First time seen stack trace
Application problems introduced by regular software releases, system patching, configuration changes, code deployments, and other production changes might go undetected if they're not monitored, only to be reported later by end users. You want to be proactive during production changes by monitoring for stack traces that have been emitted from the logs in the last 24 hours.
Data required
Procedure
Run the following search. You can optimize it by specifying an index and adjusting the time range.
host=<host to look at> linecount>3 (unhandled OR exception OR traceback OR stacktrace) | rex field=_raw "(?<FirstLine>(.*){1})\n(?<SecondLine>(.*){1})" | stats min(_time) AS firstTimeSeenEpoch, max(_time) AS lastTimeSeenEpoch first(_raw) AS stacktrace count by index sourcetype linecount SecondLine | where (lastTimeSeenEpoch-firstTimeSeenEpoch) < (60*60*24*1) | convert ctime(firstTimeSeenEpoch) AS firstTimeSeen, ctime(lastTimeSeenEpoch) AS lastTimeSeen | table index sourcetype stacktrace firstTimeSeen lastTimeSeen count | sort - count
Search explanation
The table provides an explanation of what each part of this search achieves. You can adjust this query based on the specifics of your environment.
Splunk Search | Explanation |
---|---|
host=<host to look at> | Search a specific host. |
linecount>3 | Search for a line count greater than three. Stack traces are multiline messages or events. |
(unhandled OR exception OR traceback OR stacktrace) | Find events with specific words in them, such as “unhandled’, “exception”, “traceback”, or “stacktrace”. |
| rex field=_raw "(?<FirstLine>(.*){1})\n(?<SecondLine>(.*){1})" | Extract the first and second lines of the stack trace to group them. They have the same number of lines, and the second line is the same between stack traces. |
| stats min(_time) AS firstTimeSeenEpoch, max(_time) AS lastTimeSeenEpoch first(_raw) AS stacktrace count by index sourcetype linecount SecondLine | Calculate the first and last time the stack trace was seen. |
| where (lastTimeSeenEpoch-firstTimeSeenEpoch) < (60*60*24*1) | Include only results where the difference between last time seen and first time seen is less than 1 day. |
| convert ctime(firstTimeSeenEpoch) AS firstTimeSeen, ctime(lastTimeSeenEpoch) AS lastTimeSeen | Convert this time into a readable string. |
| table index sourcetype stacktrace firstTimeSeen lastTimeSeen count | Display the results in a table with columns in the order shown. |
| sort - count | Sort the results in descending order. |
Next steps
Sample results for this search are shown in the table below. You can see the index where the stacktrace was found, the sourcetype that generated it, text of the trace, first and last time seen, and total count.
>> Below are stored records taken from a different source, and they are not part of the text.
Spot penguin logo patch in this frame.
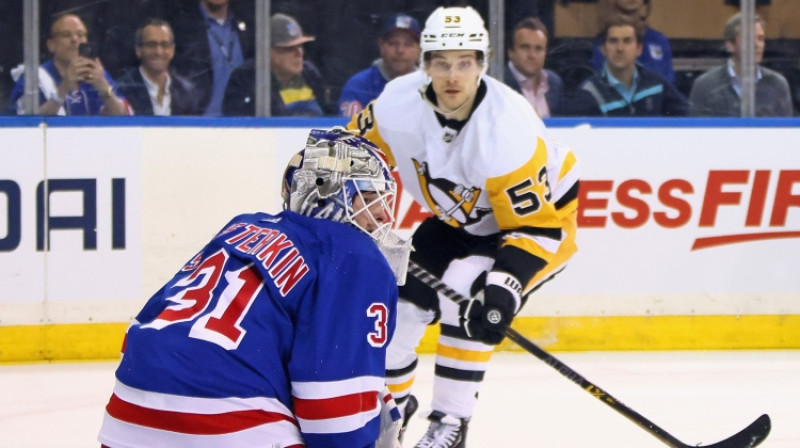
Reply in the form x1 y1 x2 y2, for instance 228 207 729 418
412 158 490 227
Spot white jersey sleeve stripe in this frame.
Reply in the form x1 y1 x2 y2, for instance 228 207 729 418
291 375 385 399
506 232 563 254
112 380 294 416
296 405 381 434
106 391 298 435
99 412 304 448
552 168 580 203
291 376 385 434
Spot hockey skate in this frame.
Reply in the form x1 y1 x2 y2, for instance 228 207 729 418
413 411 469 448
399 394 418 443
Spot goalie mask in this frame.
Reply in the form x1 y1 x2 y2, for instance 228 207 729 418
282 127 411 284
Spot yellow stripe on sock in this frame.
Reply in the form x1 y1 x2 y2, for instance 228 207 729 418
436 343 494 362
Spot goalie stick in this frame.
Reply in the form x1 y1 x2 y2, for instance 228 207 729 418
407 260 771 448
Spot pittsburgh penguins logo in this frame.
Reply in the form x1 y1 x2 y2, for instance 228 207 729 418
412 159 491 227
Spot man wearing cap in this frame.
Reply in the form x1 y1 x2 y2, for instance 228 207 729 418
338 13 421 117
222 13 332 116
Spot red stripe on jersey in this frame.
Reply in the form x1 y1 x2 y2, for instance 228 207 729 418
293 391 378 420
106 393 298 435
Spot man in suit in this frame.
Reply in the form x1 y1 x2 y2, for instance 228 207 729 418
503 17 564 117
170 0 254 116
116 19 201 116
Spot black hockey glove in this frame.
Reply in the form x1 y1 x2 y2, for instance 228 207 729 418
460 272 522 345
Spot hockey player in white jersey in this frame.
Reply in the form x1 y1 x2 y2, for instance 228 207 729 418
348 6 580 447
98 128 411 448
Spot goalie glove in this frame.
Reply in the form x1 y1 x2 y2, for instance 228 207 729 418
375 387 402 448
460 271 521 345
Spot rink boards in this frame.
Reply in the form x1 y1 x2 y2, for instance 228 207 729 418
1 118 799 361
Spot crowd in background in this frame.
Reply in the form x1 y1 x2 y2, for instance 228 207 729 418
1 0 798 117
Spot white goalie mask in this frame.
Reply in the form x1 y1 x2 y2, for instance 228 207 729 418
282 127 411 285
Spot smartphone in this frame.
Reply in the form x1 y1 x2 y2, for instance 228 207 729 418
78 42 96 59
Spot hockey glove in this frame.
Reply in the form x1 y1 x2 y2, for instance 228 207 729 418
375 387 402 448
461 272 521 345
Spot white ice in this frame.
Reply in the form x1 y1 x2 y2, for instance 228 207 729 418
1 350 798 447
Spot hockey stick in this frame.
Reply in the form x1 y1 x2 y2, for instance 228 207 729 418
407 260 771 448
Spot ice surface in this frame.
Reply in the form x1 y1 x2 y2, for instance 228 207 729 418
1 351 798 447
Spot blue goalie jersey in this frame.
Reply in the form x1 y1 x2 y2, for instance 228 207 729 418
98 211 398 448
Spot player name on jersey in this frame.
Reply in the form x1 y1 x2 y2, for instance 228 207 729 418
217 221 310 297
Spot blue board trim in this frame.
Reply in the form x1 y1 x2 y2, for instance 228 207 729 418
0 116 798 128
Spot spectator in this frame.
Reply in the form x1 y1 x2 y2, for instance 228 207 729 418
688 12 792 117
99 0 182 79
789 59 800 116
170 0 253 117
0 0 22 114
8 13 130 116
271 0 435 107
593 0 675 84
503 16 564 118
223 13 332 116
565 15 687 117
338 13 421 117
115 19 201 116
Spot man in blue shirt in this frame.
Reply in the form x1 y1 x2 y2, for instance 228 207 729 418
170 0 253 117
566 15 686 116
10 14 129 115
338 14 421 117
591 0 674 85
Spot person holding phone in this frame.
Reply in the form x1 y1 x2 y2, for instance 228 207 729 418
9 13 130 115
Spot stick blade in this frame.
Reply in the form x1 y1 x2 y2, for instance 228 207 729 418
695 414 771 448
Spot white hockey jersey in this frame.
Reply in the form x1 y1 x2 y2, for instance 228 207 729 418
348 71 579 291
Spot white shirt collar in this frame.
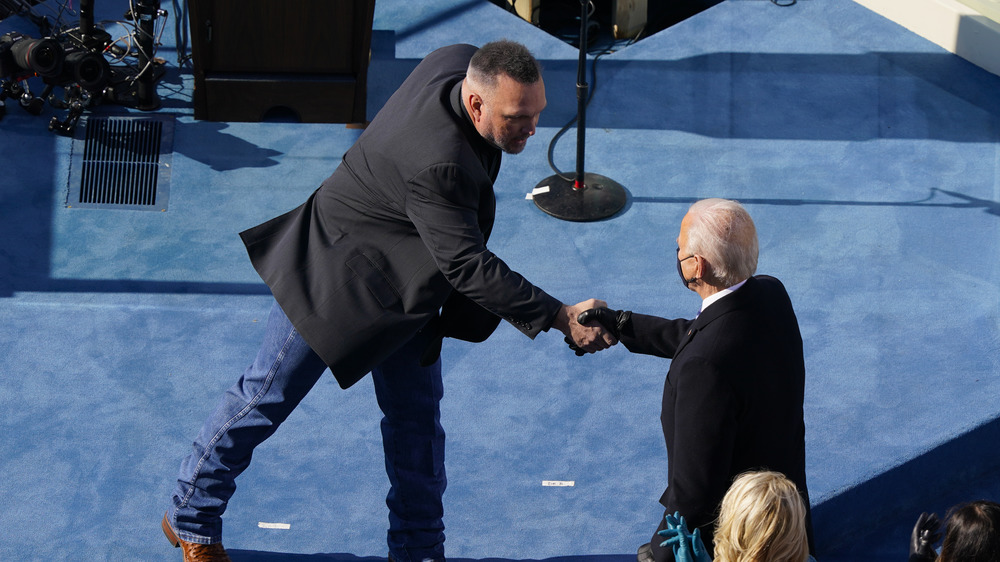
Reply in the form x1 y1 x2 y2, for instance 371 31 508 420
700 278 748 315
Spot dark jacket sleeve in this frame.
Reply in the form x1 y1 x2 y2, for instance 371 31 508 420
620 312 694 358
405 162 562 338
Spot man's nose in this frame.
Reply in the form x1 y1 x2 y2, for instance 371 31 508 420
525 117 538 136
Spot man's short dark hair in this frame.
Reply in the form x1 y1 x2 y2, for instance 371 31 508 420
469 40 541 85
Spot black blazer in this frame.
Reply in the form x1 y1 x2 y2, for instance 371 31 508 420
240 45 562 389
621 276 813 554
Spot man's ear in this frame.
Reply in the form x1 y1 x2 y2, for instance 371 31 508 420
693 255 707 280
467 92 484 122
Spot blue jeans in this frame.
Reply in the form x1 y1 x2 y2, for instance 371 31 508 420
169 300 446 562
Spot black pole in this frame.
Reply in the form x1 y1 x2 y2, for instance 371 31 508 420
531 0 627 222
78 0 94 44
134 0 161 110
574 0 588 189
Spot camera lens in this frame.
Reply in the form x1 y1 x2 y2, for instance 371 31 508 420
11 37 64 77
67 50 110 91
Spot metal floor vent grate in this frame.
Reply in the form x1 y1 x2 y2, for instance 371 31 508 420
68 115 174 210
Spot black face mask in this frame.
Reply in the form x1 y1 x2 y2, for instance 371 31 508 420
676 248 697 287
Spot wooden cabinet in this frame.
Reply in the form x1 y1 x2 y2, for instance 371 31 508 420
188 0 374 123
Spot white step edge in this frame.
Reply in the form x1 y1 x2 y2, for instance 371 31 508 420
853 0 1000 77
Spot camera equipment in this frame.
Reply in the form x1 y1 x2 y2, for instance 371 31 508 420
0 29 101 128
0 31 64 78
0 76 35 116
0 0 166 134
59 43 110 92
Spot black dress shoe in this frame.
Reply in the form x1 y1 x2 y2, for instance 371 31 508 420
637 542 655 562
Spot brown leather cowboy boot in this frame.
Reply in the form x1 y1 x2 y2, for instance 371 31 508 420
161 512 232 562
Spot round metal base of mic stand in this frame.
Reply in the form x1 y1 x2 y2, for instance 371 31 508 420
532 172 627 222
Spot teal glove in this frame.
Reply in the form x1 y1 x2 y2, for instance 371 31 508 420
658 512 712 562
687 528 711 562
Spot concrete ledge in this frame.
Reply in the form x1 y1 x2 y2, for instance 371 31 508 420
854 0 1000 77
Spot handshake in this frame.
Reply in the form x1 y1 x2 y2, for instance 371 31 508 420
556 299 632 356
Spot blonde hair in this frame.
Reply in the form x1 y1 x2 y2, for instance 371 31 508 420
713 471 810 562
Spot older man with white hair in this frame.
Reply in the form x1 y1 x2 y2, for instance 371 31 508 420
579 198 814 562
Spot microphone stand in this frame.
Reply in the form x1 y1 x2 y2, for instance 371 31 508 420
532 0 626 222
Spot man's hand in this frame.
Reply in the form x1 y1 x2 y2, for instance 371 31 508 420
552 299 617 354
577 306 631 340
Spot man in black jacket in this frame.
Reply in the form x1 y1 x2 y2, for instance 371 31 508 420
162 41 614 562
579 199 813 562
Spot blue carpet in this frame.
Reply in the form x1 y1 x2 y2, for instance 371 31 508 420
1 0 999 560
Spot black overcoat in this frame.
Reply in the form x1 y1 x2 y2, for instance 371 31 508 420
621 275 813 556
240 44 561 389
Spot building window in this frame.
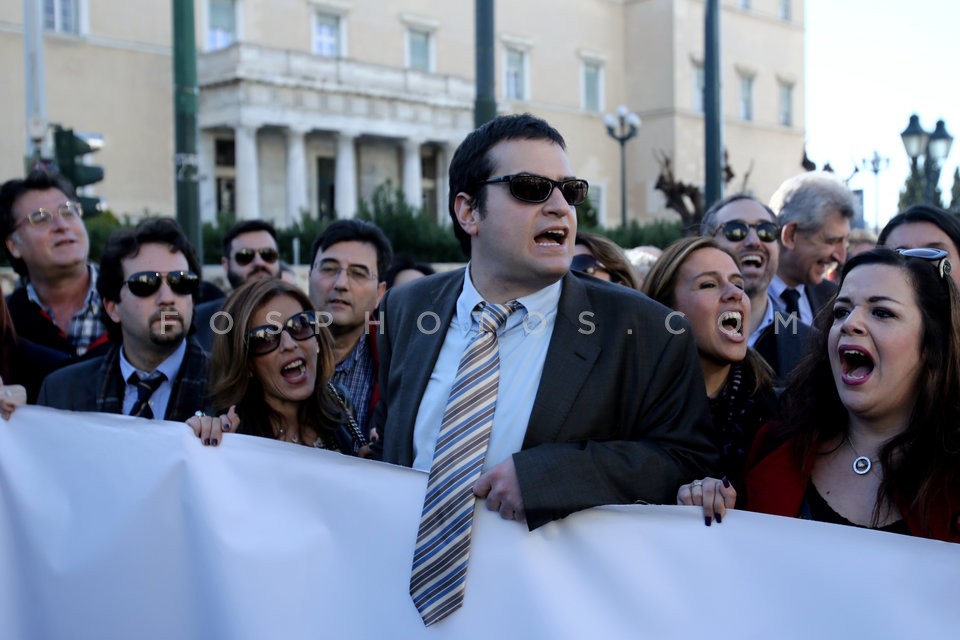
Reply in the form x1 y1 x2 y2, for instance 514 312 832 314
407 29 432 72
208 0 236 50
505 47 527 101
313 12 341 57
780 0 791 21
582 61 603 112
739 73 754 122
43 0 79 34
693 62 705 114
779 81 794 127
index | sourcetype | stacktrace | firstTimeSeen | lastTimeSeen | count |
---|---|---|---|---|---|
_internal |
web_availability_modular_input |
2020-11-16 14:10:46,451 ERROR Exception generated when attempting to get the proxy configuration stanza=web_ping://https://expired.badssl.com/ Traceback (most recent call last): File "/opt/splunk/etc/apps/website_monitoring/bin/web_ping.py", line 959, in run_ping self.get_proxy_config(input_config.session_key, conf_stanza) File "/opt/splunk/etc/apps/website_monitoring/bin/modular_input.zip/modular_input/shortcuts.py", line 31, in wrapper return function(*args, **kwargs) File "/opt/splunk/etc/apps/website_monitoring/bin/web_ping.py", line 817, in get_proxy_config website_monitoring_config = self.get_app_config(session_key, stanza) File "/opt/splunk/etc/apps/website_monitoring/bin/modular_input.zip/modular_input/shortcuts.py", line 31, in wrapper return function(*args, **kwargs) File "/opt/splunk/etc/apps/website_monitoring/bin/web_ping.py", line 747, in get_app_config server_response, server_content = splunk.rest.simpleRequest('/servicesNS/nobody/website_monitoring/admin/website_monitoring/' + stanza + '?output_mode=json', sessionKey=session_key) File "/opt/splunk/lib/python2.7/site-packages/splunk/rest/__init__.py", line 553, in simpleRequest raise splunk.AuthenticationFailed AuthenticationFailed: [HTTP 401] Client is not authenticated |
17:52.9 |
33:13.3 |
15 |
Additionally, you might need to detect a first time seen stack trace when using stack traces to detect application errors.